И вот подошло время обеда – все расселись и приняли от поваров свои готовые кушанья. Что это был за пир! Миха угостил меня молочным поросëнком, а Афанасий – жареной в масле перепëлкой. Арестанты, желая утолить вечный каторжный голод, ели всё, что только могли, а то, что не могли разделяли между собой. После обеда мы вышли встречать коменданта, который лично приехал поздравить нас. При этом все благодарили и кланялись с какой-то боязливой почтительностью, а мне были очень приятны любезность и добродушие со стороны такого важного лица. Затем к нам пустили друзей и подруг, с которыми мы обменивались поздравлениями, подарками и просто тёплыми словами. Во всеобщей толпе гостей я без труда нашёл Соню: она ласкала встречавшего её Друга. Мы заключили друг друга в самые крепкие и сердечные объятия, и Сонечка шепнула мне: «С Рождеством Христовым!»

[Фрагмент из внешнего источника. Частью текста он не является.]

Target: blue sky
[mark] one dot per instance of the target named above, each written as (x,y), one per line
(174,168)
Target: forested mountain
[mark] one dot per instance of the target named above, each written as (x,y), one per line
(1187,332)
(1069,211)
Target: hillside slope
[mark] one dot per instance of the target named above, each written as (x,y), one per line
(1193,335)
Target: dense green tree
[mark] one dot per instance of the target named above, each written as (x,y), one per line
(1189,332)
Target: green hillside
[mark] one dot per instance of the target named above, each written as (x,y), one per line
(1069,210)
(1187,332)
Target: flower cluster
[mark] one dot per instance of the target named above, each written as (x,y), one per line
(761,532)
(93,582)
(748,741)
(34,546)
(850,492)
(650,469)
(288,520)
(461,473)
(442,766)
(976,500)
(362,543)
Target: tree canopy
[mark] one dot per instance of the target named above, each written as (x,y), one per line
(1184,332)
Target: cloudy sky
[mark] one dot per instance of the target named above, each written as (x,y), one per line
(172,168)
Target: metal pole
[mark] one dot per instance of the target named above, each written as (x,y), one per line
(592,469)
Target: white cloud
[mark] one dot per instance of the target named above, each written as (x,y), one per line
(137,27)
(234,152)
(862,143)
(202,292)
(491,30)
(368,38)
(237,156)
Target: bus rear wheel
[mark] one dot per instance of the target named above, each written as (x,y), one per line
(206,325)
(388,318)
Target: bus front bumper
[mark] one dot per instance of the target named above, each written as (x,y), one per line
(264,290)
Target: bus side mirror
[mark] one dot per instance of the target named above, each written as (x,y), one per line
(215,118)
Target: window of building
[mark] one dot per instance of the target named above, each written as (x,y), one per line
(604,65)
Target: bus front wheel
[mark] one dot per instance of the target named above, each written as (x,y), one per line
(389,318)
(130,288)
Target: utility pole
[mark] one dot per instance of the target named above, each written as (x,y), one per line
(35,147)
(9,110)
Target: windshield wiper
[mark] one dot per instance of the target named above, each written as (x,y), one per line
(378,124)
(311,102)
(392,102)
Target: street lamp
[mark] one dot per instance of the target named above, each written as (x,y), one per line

– И тебя тоже. – ответил я, гладя еë головку. Давно я не ощущал такой отрадной теплоты – судьба наконец смиловалась надо мною после долгих месяцев промозглой осени. К этому ещё прибавлялось странное ожидание какого-то чуда, что будто бы должно произойти совсем скоро. И нечто чудесное произошло в эту же минуту! Соня передала мне конверт:

– Вот, твои мать и сестра с праздником поздравляют.

На секунду я замер, боясь поверить своему счастью… а затем почти выхватил у неё драгоценное писмо и горячо поблагодарил. Сонечка опустила хорошенькие смущённые глазки:

– Да не за что. Я и другим арестантам письма приношу и в праздники, и в обычные дни.

– Ты словно воссоединила меня с моей семьёй. – прошептал я. – В этот вечер я буду не одинок.

И правда, когда арестанты по казармам отмечали рождественский вечер, они всё же нуждались друг в друге, а я явственно ощущал близость моих далёких родных – словно они сидели здесь, рядом со мной и рассказывали о своей нелёгкой, но по-прежнему светлой жизни без меня. По почерку я узнал, что первой писала матушка. Она горячо приветствовала меня после долгих месяцев письменной разлуки, сообщала, что первый месяц очень тосковала без своего «милого Роди» и почти ничего не ела. Также, если случалось ей начать с кем-нибудь разговор, она с гордостью и умилением рассказывала о моих подвигах, что я совершал, будучи ещё свободным студентом: например, ухаживал за больным товарищем, или спасал из пожара двух детей соседки… Всегда любящая меня маменька до сих пор не верила совершëнное мною убийство и надеялась, что у меня здесь всё хорошо.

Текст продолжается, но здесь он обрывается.